Shatterpoint - Matthew Stover, George Lucas "He was looking forward to doing straightforward, uncomplicated butt-whooping"
Depa Bilaba, Mace's only student of Vapaad, has been sent to Haruun Kal, Mace Windu's homeworld. But a disturbing message indicating she is unstable causes Mace to return to his root. There, he must battle more than just the jungles, more than the predators around every corner, more than the Korunnai and the Balawai...he must face himself and what it means to be a Jedi.
NOTE: Based on audiobook and novel.
If you are going to open this with the thought of another fluffy, "feel good" Star Wars novel, then I suggest you put down the novel right away. This is not your average, clear-cut good guys vs bad guys mindless action romp (like the Jedi Academy Trilogy). This is a very mature, very gritty, sometimes disturbing introspective novel.
Mace Windu was an interesting character in the movies (partly, I am sure, because of Sam Jackson). But we never really got to see Sam make Mace bad @ss, other than some brief battles between Mace and Jango (considering Attack of the Clones, only). Matthew Stover wrote this novel as if Mace were Sam Jackson. I was shocked at how well done it was. Mace Windu was a tough man, a tough Jedi, and a fighter at heart. He uses his brains, most definitely, but he can definitely fight as well. I loved the way that Mace talks to both himself and others. The review title is one example; here's another of my favorites: "He had a different equation in mind: four steamcrawlers divided by one Jedi equals a huge, smoking pile of scrap." Matthew Stover perfectly wrote Mace and I just was enthralled. I could always imagine Sam Jackson speaking Mace's lines, thinking Mace's thoughts.
The core issue is: What does it mean to be a Jedi? Mace tortures over this idea, as he makes his way to Depa. Why did she "go sane"? What made her delve so far into the Dark Side? Part of it is the nature of the forest, the harshness and the predatory nature. Part of it is the inner hatred the native Korunnai and the outsider, Balawai, have for each other, so far that even the children can't see past the outside.
Which leads me to some of the most poignant, heart-wrenching scenes: children who refuse Mace's help because he's a "Korno". Parents who don't trust him because of who he is. Children who try to kill him, because the Korunnai killed their parents. An endless cycle of hatred and murder.
I really liked Nick Rostu, Chalk, and even Kar Vastor. Nick was amusing, a nice sidekick, an "average" guy. Chalk, I felt was a tough woman, even when everything was against her. And Kar Vastor was like an evil twin of Mace: wild, uncontrolled fury.

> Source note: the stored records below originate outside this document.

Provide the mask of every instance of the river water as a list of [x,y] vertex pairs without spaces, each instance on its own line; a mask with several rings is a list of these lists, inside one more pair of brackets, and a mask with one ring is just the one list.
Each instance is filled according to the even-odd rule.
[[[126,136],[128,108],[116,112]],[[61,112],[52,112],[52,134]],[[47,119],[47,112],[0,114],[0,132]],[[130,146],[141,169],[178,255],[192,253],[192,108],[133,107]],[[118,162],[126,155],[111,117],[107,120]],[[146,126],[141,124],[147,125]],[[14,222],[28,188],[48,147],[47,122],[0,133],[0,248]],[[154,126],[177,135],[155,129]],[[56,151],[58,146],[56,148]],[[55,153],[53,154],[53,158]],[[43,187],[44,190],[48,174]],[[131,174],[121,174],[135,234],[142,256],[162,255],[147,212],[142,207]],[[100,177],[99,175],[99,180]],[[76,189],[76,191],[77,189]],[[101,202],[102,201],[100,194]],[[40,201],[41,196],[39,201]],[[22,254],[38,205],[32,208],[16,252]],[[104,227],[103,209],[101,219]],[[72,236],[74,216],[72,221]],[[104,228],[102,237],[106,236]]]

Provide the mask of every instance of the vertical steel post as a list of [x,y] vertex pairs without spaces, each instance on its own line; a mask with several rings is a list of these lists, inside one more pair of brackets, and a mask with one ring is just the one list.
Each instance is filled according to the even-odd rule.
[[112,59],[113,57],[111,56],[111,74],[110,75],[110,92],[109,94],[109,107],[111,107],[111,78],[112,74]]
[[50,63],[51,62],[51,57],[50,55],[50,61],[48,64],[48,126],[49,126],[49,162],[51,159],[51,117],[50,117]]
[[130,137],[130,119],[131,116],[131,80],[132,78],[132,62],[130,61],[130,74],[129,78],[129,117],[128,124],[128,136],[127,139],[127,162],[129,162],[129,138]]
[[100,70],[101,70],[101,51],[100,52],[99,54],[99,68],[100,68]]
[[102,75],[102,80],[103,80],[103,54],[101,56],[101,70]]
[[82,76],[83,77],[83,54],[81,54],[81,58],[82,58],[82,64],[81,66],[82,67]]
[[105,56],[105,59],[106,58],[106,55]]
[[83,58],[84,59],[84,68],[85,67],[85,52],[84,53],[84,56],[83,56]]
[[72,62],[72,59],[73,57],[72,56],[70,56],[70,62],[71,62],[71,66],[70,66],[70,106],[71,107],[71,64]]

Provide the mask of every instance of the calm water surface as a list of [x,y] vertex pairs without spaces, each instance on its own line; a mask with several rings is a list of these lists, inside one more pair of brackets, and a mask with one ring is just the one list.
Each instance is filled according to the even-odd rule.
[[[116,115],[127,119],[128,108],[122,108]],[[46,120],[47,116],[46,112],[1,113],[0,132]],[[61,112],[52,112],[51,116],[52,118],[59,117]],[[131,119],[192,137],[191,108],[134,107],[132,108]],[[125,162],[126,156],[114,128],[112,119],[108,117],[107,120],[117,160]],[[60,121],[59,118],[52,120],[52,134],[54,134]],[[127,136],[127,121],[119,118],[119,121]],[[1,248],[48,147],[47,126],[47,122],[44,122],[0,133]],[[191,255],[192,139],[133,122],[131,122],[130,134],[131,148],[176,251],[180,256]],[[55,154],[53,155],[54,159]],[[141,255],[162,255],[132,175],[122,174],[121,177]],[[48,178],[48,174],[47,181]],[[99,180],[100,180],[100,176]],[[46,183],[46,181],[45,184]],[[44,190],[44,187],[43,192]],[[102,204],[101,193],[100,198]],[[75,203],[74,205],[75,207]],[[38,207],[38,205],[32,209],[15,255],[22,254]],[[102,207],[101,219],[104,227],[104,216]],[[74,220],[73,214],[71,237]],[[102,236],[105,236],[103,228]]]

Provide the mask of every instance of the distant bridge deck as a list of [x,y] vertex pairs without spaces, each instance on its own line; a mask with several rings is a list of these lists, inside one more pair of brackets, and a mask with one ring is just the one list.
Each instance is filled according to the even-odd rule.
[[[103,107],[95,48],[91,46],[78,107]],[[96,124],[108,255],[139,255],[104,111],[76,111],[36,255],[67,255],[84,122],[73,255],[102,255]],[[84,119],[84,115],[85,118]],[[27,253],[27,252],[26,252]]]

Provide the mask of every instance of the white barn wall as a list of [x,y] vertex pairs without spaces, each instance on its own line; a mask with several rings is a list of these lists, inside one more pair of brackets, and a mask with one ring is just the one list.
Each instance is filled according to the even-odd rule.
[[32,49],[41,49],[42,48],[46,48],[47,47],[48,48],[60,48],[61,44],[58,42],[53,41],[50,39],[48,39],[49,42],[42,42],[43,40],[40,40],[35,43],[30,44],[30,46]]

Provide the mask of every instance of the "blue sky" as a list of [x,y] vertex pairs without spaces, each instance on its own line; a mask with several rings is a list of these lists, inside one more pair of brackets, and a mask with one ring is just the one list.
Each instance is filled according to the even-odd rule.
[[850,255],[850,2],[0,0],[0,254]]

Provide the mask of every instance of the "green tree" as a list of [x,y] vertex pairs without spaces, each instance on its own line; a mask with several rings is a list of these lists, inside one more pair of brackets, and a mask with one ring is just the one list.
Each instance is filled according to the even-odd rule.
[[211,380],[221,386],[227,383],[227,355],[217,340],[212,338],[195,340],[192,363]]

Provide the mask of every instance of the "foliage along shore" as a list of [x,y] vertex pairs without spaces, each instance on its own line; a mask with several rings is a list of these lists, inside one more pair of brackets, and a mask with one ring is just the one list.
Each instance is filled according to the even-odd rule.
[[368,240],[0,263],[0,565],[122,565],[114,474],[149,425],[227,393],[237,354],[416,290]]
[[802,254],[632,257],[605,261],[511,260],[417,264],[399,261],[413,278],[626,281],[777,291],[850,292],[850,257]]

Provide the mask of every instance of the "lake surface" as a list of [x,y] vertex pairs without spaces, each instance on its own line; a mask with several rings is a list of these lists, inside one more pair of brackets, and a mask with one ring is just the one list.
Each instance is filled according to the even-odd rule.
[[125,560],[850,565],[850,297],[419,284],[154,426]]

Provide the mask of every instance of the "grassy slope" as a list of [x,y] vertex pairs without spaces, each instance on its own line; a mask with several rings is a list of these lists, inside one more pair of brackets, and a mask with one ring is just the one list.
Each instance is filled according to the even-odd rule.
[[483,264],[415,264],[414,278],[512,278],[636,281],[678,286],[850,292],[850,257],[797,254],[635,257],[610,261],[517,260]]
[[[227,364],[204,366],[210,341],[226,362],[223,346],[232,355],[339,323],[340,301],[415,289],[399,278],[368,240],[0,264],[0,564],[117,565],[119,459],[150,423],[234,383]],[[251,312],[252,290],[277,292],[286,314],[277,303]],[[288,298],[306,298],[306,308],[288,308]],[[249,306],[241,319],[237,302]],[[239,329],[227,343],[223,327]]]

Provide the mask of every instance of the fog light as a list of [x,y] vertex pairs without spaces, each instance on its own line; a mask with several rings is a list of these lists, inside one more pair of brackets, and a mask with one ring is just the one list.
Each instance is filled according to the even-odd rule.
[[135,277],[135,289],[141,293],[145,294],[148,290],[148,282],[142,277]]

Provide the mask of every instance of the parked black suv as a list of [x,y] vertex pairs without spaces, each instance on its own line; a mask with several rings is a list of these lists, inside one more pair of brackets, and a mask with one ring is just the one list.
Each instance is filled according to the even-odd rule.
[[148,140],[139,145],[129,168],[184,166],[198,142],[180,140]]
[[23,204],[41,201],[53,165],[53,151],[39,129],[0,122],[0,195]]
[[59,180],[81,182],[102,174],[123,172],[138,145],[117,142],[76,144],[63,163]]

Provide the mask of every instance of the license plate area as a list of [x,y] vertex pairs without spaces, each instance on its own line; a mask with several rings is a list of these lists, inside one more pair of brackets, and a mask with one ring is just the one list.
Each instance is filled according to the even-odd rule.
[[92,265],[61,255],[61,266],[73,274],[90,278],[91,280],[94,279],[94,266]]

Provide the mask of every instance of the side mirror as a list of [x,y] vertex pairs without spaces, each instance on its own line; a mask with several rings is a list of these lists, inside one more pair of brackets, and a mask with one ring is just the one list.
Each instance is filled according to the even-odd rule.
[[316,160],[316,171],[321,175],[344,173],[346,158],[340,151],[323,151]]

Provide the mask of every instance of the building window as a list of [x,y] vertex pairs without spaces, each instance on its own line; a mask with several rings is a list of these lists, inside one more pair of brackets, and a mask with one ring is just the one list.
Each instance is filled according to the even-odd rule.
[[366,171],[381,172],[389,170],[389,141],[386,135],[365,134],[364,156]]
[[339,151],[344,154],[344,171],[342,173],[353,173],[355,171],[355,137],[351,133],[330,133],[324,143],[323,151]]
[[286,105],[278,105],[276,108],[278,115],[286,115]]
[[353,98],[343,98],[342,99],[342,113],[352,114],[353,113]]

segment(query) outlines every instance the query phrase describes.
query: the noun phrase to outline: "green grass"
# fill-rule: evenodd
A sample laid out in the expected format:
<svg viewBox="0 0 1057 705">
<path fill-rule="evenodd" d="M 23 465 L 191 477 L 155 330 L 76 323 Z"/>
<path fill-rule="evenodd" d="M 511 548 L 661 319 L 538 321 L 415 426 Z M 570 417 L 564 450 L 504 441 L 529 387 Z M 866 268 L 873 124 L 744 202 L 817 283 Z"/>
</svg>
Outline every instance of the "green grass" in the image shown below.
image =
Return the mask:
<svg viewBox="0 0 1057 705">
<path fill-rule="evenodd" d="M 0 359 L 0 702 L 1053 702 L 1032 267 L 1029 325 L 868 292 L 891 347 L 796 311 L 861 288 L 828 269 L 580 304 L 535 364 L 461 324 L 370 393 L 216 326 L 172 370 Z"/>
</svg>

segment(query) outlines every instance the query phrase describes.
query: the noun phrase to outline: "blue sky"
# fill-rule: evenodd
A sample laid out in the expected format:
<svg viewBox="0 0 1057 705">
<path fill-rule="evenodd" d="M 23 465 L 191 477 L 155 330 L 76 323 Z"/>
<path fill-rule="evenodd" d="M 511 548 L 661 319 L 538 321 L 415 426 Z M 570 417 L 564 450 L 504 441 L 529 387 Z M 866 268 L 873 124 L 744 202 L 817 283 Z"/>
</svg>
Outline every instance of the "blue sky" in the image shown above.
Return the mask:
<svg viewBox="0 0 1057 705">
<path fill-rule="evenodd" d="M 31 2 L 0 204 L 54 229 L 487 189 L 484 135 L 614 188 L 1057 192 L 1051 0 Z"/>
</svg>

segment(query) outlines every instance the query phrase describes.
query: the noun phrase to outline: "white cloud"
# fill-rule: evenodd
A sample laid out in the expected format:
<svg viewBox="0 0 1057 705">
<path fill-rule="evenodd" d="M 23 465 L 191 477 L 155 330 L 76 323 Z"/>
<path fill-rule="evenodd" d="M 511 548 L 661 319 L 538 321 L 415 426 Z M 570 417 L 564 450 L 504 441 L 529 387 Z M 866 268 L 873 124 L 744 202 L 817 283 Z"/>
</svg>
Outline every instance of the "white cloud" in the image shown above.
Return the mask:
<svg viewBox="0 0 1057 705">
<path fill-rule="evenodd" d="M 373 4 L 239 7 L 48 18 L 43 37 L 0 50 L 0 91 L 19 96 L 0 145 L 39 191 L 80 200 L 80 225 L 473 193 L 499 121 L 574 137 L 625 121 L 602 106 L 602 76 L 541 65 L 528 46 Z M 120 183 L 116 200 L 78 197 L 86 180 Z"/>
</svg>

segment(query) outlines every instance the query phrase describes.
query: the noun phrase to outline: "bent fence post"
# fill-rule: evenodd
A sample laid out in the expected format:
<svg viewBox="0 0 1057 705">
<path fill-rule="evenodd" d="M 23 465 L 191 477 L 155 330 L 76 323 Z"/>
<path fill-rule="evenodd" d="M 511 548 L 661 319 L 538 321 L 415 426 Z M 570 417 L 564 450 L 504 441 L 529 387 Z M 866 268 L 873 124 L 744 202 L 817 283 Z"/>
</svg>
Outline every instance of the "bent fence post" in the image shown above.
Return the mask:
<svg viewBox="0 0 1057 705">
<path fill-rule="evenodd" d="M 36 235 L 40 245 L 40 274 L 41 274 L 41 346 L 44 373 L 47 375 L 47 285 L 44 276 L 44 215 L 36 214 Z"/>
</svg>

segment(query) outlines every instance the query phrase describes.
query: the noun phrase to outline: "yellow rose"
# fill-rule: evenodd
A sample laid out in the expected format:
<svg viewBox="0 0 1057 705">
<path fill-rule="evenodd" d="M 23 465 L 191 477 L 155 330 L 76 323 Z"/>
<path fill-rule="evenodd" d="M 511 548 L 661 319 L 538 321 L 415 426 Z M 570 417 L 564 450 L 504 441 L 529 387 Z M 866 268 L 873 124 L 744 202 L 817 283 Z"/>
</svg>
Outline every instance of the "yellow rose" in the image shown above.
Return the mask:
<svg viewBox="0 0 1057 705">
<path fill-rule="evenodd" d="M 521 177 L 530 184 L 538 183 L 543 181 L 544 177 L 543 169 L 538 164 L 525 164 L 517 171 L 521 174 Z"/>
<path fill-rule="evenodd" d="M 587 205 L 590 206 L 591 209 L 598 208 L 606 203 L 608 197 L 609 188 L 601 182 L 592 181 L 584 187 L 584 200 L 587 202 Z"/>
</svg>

I don't really have a whole lot of complaints about the novel. If I have one, it was while listening to it the second time (first time I read this, it was in novel form), I got lost in the end battle. Vastor is on their side...then he isn't...then he is... It was very confusing, but I wonder if perhaps it was the abridged audiobook.
If I have any complaints, it's about the audiobook version. I did not like the horrible growling noise that was played whenever Vastor spoke. Made it sound like strange yawning, not an intimidating growl. Also, it was dumb, the voice given to Vastor was deep enough to convey his voice. But by far the worst offense of the audiobook was its COMPLETE omission of the ending. The last words of the book are Mace telling Vastor: "You are under arrest." That is it. No contemplations of the mission, nothing on if he gets back to the Jedi Temple, nothing on what happened to Depa Bilaba. It was a horrible ending, leaving way too many loose ends. How hard would it have been to include Mace's final journal entry, where he tells what happened to everyone and reveals the most important lesson (about the Jedi and how they fit into the Republic and the war)? If I hadn't known that it was there from reading it before, I would have been scratching my head in wonder.
This isn't necessarily a complaint about either audiobook or novel, but I do want to highlight that this is a VERY violent book, with much gore and fighting. Stover doesn't pretty it up, he doesn't glaze over it. Chalk is said to have been molested; two people die because of parasites in their brains. The smells of war and captivity are told in gritty form. So if you are at all queasy, you may want to take note.
This is an amazing novel. I enjoyed it thoroughly. I loved reading about Mace Windu, I loved his thoughts, I loved how he fought. I highly recommend to those who are up for a little grittier action in Star Wars.